K Nearest Neighbors

August 01, 2013

The eighth chapter of Programming Collective Intelligence was on building a price model. This was significant as prior to this all the classification algorithms that we had been looking at were intent on classifying things into categories. They output discrete rather than continuous values. To build the price model, the chapter introduced K Nearest Neighbors. The approach was actually really similar to what we saw all the way back in chapter two when we built a recommendation system.

The first step is to define a distance function. You use this distance function to determine what the k closest users are. Then to estimate an attribute that you are predicting you take the average of that attribute. And that is pretty much it.
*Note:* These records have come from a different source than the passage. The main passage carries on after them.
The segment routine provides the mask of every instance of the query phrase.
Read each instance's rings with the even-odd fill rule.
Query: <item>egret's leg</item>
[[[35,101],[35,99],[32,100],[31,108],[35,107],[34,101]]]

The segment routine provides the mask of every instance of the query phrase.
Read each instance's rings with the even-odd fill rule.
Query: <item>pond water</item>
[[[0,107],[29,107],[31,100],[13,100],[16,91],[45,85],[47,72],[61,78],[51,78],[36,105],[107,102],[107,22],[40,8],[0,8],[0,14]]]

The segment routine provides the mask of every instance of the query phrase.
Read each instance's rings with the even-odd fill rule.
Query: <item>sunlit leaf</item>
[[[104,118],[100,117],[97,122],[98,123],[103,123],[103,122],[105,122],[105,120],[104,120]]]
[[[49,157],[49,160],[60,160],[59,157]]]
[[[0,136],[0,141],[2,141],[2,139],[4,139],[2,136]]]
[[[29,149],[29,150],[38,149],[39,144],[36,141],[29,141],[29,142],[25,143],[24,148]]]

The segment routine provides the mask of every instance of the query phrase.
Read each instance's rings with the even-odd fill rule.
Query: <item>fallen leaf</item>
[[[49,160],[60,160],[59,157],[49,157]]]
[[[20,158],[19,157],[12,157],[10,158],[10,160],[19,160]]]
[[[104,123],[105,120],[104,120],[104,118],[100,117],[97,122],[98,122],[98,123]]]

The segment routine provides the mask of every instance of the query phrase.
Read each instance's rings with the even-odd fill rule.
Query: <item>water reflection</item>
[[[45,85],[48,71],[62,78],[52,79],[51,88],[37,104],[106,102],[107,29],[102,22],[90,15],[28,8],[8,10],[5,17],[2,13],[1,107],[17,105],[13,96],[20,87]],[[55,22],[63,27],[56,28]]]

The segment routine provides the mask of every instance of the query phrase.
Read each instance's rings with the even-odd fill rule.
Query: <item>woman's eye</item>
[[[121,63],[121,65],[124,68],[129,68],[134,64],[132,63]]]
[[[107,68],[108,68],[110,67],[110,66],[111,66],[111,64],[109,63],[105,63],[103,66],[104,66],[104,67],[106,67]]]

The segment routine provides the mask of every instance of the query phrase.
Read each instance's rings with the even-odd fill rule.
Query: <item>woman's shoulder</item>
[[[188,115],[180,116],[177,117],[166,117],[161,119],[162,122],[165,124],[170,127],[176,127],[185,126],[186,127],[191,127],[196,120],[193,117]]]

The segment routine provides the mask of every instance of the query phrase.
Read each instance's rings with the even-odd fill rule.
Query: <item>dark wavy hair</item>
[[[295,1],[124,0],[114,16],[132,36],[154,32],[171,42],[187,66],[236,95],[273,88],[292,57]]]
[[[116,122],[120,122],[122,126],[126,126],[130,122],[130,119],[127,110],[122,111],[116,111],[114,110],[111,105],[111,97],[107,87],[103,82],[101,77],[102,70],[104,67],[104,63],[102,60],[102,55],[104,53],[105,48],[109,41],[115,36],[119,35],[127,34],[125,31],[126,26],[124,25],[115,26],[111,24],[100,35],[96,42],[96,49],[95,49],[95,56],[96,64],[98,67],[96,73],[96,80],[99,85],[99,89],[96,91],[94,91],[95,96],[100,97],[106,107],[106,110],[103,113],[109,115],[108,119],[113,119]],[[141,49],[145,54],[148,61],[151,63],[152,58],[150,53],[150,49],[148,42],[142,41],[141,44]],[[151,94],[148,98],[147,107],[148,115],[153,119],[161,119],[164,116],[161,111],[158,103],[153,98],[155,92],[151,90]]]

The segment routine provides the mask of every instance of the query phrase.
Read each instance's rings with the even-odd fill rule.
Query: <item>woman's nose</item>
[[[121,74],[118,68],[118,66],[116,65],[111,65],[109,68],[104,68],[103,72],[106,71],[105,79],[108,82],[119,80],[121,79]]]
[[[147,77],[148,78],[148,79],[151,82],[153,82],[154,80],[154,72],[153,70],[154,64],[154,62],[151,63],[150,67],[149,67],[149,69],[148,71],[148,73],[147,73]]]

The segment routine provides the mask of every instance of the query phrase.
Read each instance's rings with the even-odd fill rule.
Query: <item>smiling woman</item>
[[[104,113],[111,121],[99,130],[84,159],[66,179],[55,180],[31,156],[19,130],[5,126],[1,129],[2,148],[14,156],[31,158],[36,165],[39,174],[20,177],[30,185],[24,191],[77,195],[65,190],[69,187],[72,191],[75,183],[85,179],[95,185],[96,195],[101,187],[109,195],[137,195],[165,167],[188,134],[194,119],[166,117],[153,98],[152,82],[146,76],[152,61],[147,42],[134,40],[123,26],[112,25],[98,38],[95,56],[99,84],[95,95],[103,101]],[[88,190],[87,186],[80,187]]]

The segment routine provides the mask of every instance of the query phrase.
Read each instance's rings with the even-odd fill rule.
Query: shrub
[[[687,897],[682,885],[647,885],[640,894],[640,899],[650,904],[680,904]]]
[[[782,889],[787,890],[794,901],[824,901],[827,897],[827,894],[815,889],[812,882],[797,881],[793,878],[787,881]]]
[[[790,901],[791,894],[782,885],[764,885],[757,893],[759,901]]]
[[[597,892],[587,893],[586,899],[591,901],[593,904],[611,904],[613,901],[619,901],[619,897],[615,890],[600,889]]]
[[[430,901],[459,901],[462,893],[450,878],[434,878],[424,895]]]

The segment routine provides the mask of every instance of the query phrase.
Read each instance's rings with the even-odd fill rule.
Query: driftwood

Well, not really, but that is the core idea. It turns out that there are some gotchas with the distance function that are worth re-visiting.

Let’s say that you have date of birth as one attribute and the month you first spoke as another attribute. Chances are when you’re computing distance you don’t want the age that someone spoke to be factoring into the distance. It would throw off the computation, because it isn’t relevant. So how do you go about solving this? Just normalizing things doesn’t help. Some of this stuff doesn’t matter. The solution? Weighted averages let you weight some attributes more than others.

Once you’ve given things weights you now have a new problem. You have the ability to choose the best weights. The goal is to minimize the error of the algorithm and the solution is naturally a set of weights to use. See where this is going? An optimization problem! You can use the optimization algorithms discussed a while back to compute really good weights.

The only catch is how you compute the error. To do that you have to use something called cross-validation. Basically, you split up the dataset into a training set and a test set and run the predictions on the test set.